Symbols are important modes of representation. They assist in enabling effective collaboration despite lingo-cultural barriers. What could be a long verbal and non-verbal explanation can effectively be shown in a couple of shapes, some coloured lines, some emphasis with a pen, and a few accompanying words. I saw this tonight in my team’s discussion of our findings from the site. In trying to explain what struck him the most during research on site earlier that day, Cristian Ruiz, my teammate from UTS, an industrial design student, began to draw.

What had been a mix of confused Chinese, Colombian and English accented verbal discussion gradually dribbled to a close, as one by one our heads leaned in, tilted to one side and our mouths dropped open. Realising we had fallen silent, Cristian looked up. Like the car horn sign I had seen earlier that day, at this stage it was all guesses. Rectangles lined up with coloured criss-crossing lines. A strange disjointed shape sat in the middle of the diagram with different coloured lines criss-crossing within it.

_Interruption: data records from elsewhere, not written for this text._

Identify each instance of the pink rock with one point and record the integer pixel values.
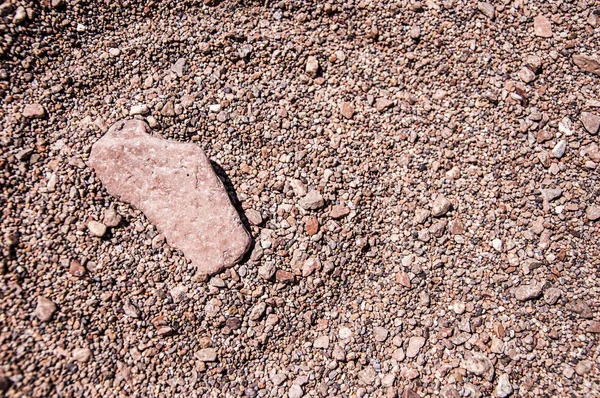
(175, 186)
(34, 111)
(347, 110)
(587, 64)
(542, 26)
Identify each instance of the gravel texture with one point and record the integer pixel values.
(421, 181)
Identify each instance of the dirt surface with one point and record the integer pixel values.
(421, 182)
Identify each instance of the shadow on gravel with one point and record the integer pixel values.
(237, 204)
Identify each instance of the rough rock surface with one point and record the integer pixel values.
(587, 64)
(176, 187)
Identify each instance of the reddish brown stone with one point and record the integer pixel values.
(284, 276)
(34, 111)
(455, 227)
(339, 211)
(594, 327)
(174, 184)
(542, 26)
(311, 226)
(76, 269)
(347, 110)
(403, 279)
(587, 64)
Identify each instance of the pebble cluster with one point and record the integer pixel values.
(421, 180)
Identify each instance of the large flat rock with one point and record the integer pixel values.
(175, 186)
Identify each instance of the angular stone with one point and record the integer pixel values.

Cristian continued drawing. New colours suddenly spurted out in straight lines from each rectangle across the page, over the strange shape in the middle. I was clueless as to what I was looking at. But then, Cristian explained in some short simple words while emphasising with a pen on the picture, what the rectangles were, and what the strange shape was. The residents housing blocks and the mine pit.

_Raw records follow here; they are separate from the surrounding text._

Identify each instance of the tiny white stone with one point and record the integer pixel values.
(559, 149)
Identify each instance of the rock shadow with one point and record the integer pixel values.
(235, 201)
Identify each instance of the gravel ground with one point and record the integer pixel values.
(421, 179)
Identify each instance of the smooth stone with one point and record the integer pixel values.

Suddenly the picture made sense. It was inventive. It was creative. I could visualise what Cristian was talking about – probably more effectively than if he had tried to explain it verbally. Through the picture, the symbol representing his idea, I could see his idea. Our teammates were nodding in agreement. Soon, we were all contributing our own ideas. The representation in the face of lingo-cultural barriers as a key element of our state change facilitated effective idea communication. In doing so it freed our team to individually choose which mediums were best to communicate their ideas and especially opened up the possibility of representation as an effective medium of communication across lingo-cultural barriers. As a result of this, effective collaboration was enabled. Needless to say, the pens and coloured pencils were used a lot more after that.

Thus, while sometimes representations, be they signs or pictures, can be misunderstood requiring a few words to be added or some pen emphasis or demonstration of movement, they are particularly effective across barriers resulting from state change. In this case those barriers were lingo-cultural, however I can see how they could cross barriers of locations, paradigms, types of intelligence used and of course as a method itself, cross barriers caused by other methods of collaboration.


I was struck in this instance by how with the representation I could see his idea. As someone who typically is quite comfortable communicating through written or verbal language, I have realised how effective symbols, pictures and other forms of representation can be to seeing, and thus, better understanding an idea. Indeed, my eyes have been opened beyond the barricade to a wonderful new world.